Hypoglycemia, Insulin Analogs

Question from Mt. Carmel, Tennessee:

I currently take 15 units of Lantus at night and NovoLog with my meals. My A1cs are always around 7. I always seem to have nighttime lows unless I go to bed high, around 250 mg/dl [13.9 mmol/L], then I wake up with perfect sugars around 80 or 90 mg/dl [4.4 or 5.0 mmol/L]. My daytime sugars are usually pretty good unless I miscalculate when I eat out at restaurants. My doctor keeps wanting me to increase my Lantus to get my A1c down and I tell her that just makes me go too low in the middle of the night. I have read about taking a morning and night shot of Lantus and wondered if that's what I need to do. I feel like my A1c would come down if I could go to bed at a lower sugar of course. During the day, the Lantus seems to remain at a steady place. Any suggestions as to what I could do to avoid these nighttime lows?

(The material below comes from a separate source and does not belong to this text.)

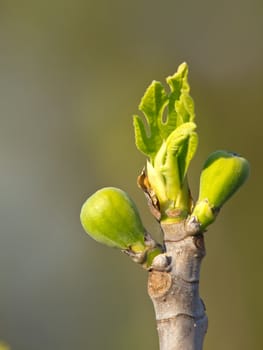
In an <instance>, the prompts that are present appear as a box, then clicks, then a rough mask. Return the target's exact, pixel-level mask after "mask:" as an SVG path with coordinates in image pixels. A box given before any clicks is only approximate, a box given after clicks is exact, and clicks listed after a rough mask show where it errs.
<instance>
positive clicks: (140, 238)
mask: <svg viewBox="0 0 263 350" xmlns="http://www.w3.org/2000/svg"><path fill="white" fill-rule="evenodd" d="M80 220H81V223H82V226H83V228H84V230H85V231H86V232H87V233H88V234H89V235H90V236H91V237H92V238H93V239H95V240H96V241H98V242H100V243H103V244H106V245H108V246H110V247H116V248H120V249H123V250H125V249H131V250H132V251H133V252H141V251H144V250H145V243H144V236H145V229H144V227H143V224H142V222H141V219H140V216H139V213H138V211H137V208H136V206H135V204H134V203H133V201H132V200H131V199H130V198H129V197H128V195H127V194H126V193H125V192H124V191H122V190H120V189H118V188H114V187H106V188H102V189H100V190H99V191H97V192H95V193H94V194H93V195H92V196H91V197H89V198H88V199H87V201H86V202H85V203H84V204H83V206H82V209H81V213H80Z"/></svg>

I agree that increasing your dose of Lantus may have the undesired result of more nocturnal hypoglycemia. You could try taking your Lantus in the morning, first. I am not sure that a split dose of Lantus is superior. The other issue is eating an adequate nighttime snack. You want your post-supper blood sugar to be down and appropriately titrated with supper NovoLog. A snack at bedtime is helpful in preventing the lows. The snack is better at preventing lows if they are within four hours or so of going to bed. If they are closer to morning, you may have more difficulty with preventing them with just a snack. That brings up the next point that you need to be able to tell your physician what time of night the blood sugar drops.